1 Narcisse Pelletier à son retour en France : il portait des scarifications sur le torse et les bras ; son nez et ses oreilles étaient largement percées.
1 Narcisse Pelletier à son retour en France : il portait des scarifications sur le torse et les bras ; son nez et ses oreilles étaient largement percées.
PAPEETE, le 8 janvier 2016- Narcisse Pelletier est aussi célèbre en Australie qu’il est méconnu en France. Et pourtant, ce marin, originaire de Vendée, a vécu l’une des plus incroyables aventures de nos “mers du Sud” : abandonné gravement blessé, à la suite d’un naufrage, sur une plage du nord de l’Australie par un capitaine peu scrupuleux, il passa dix-sept années de sa vie dans un clan aborigène, au sein duquel il subit tous les rites d’initiation jusqu’à devenir un parfait “Abo”, que des marins bien intentionnés ramenèrent pourtant en France, malgré lui…

Alphonse Narcisse Pierre Pelletier, né le 1er janvier 1844 à Saint-Gilles-Croix-de-Vie, petite bourgade en bord de mer au cœur de la Vendée, n’était pas spécialement destiné à devenir marin (son père était bottier), mais sa volonté de naviguer sur les mers était la plus forte : en 1856 (il a tout juste douze ans !), il embarque comme mousse aux Sables d’Olonne, s’en va jusqu’à Bordeaux, avant d’être embarqué, toujours comme mousse, en 1857, à bord d’un trois-mâts ancré dans le port de Marseille.
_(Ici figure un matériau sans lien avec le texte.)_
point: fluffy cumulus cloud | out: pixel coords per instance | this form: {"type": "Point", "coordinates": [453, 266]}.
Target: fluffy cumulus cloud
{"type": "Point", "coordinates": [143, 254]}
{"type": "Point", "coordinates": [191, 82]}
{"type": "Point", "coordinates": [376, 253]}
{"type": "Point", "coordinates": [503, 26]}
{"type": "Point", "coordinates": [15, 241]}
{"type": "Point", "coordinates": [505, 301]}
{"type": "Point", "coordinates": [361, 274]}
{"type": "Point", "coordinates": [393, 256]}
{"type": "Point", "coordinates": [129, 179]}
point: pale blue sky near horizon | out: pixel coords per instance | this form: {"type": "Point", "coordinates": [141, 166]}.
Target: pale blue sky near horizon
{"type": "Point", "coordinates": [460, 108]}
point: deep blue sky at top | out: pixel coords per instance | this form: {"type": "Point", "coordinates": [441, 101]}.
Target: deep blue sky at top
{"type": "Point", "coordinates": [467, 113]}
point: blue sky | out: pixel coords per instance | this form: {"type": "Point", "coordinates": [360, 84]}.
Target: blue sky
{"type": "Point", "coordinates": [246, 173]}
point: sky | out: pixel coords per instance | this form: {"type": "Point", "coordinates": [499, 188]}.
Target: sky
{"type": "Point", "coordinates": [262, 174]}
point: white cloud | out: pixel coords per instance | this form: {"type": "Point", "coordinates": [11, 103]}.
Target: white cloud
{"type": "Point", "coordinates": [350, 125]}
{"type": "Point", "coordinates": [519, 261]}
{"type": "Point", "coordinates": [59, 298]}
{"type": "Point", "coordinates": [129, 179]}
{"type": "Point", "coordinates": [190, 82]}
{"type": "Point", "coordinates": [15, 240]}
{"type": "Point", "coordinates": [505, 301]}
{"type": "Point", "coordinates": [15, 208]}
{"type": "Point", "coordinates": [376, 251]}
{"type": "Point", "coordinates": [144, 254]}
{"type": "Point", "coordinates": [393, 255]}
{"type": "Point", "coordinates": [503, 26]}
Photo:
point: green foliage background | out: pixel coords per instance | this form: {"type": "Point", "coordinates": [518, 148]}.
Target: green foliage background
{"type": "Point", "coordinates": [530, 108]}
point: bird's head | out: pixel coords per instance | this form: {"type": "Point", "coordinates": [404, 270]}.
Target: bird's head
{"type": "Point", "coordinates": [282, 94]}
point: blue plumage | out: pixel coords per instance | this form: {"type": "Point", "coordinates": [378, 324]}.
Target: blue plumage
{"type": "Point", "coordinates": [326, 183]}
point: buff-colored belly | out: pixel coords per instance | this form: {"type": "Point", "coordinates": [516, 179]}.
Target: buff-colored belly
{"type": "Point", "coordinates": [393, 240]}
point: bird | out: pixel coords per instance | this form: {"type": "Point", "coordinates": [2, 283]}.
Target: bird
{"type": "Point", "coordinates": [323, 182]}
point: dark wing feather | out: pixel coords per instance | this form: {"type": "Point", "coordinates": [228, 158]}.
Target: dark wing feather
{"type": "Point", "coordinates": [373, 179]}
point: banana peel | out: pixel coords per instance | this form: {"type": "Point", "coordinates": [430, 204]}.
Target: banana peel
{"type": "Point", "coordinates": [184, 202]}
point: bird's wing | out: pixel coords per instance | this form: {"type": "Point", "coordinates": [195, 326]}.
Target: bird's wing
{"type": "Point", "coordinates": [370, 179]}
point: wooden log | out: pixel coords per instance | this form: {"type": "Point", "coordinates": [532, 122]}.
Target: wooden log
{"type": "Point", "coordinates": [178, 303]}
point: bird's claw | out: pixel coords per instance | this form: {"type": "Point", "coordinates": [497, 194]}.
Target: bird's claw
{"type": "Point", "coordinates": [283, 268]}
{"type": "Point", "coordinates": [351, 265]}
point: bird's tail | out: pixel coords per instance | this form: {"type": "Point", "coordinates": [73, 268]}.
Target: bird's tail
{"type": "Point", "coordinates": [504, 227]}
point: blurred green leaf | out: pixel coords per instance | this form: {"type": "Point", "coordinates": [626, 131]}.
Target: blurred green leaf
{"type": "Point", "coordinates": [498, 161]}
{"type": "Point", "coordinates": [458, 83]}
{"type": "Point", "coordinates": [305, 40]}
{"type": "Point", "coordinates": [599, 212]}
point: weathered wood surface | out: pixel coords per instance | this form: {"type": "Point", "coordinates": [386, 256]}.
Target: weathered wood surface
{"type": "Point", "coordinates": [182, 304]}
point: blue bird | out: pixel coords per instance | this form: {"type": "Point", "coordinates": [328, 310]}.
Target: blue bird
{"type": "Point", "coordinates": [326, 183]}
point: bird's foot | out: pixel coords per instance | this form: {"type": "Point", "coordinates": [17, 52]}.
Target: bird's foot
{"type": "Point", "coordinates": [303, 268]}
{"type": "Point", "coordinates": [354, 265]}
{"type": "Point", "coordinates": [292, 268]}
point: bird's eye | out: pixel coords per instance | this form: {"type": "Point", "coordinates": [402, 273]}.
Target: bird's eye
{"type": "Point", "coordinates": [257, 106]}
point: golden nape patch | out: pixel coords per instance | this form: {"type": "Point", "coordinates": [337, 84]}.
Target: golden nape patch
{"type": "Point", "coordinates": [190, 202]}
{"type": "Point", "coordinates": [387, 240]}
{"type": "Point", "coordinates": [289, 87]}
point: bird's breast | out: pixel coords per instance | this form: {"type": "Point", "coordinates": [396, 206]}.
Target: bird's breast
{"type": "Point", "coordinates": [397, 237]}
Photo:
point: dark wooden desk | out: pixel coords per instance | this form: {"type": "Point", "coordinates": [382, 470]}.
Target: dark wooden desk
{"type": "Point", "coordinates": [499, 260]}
Le capitaine du “Saint-Paul”, Emmanuel Pinard, est un voyageur au long cours. Il doit, cales pleines, se rendre jusqu’à Hong-Kong y décharger ses marchandises et repartir avec, à son bord, une cargaison insolite, 317 Chinois désireux de quitter la violence et la misère de leur pays pour tenter leur chance sur les champs aurifères d’Australie.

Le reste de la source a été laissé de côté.